True. She had no illusions about how anything to do with her being psychic affected most people.

“I feel like a crumb bum askin ya.”

“Why?”

“Because it takes so much out of ya.”

“So what?” She smiled the kind of smile that made men turn to mush. “It happens to me whether I’m concentrating on something specific or not. You know that, Faye.”

“Sure. But isn’t it worse when you’re tryin to do something specific?”

“A little, maybe.”

“But you’re willin to help, anyway?”

“What’s a psychic for?”

SIX

When I got to the office, Birdie handed me a bunch of pink memo slips with phone calls on them.

“Suddenly you’re a very popular gal,” she said.

“Yeah, I’m a regular June Allyson.”

“Ya haven’t been here much,” Birdie said.

“Is that a knock?”

“Just sayin.” She took out her compact and powdered her face. Something she did when she thought she hit a snag in a conversation.

“For your info I’ve been poundin the pavement.”

“Any luck?”

I reached into my pocketbook and took out all my notes. “Would ya type these up?” I asked, handing them to her.

“You bet,” she said.
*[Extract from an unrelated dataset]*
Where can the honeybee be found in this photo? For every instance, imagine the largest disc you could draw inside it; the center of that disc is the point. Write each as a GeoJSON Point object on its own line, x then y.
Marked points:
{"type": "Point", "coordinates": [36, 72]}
Birdie rolled a piece of paper into her Underwood.

“Before ya do that would ya look up a guy named Brian Wayne?”

“Sure thing, Boss Lady.”

“It ain’t funny, McGee.”

“What ain’t, Faye?” She batted her brown eyes at me all innocence. Birdie knew damn well what I meant. She knew her onions better than the next guy.

“You can drop the ‘Boss Lady.’ ”

“Why? You ain’t my boss anymore?”

“Can it, Birdie.”

I opened my office door, and before I closed it behind me I heard her flipping through the phone book. Birdie could be irritating sometimes, but basically she was a good kid.

I sat behind my desk, threw the pink slips in front of me, and started going through them. There was one from my friend Jeanne, one from Anne, one from Marlene Hayworth, ten from Porter West, and none from Marty, which meant he hadn’t been able to get the info yet.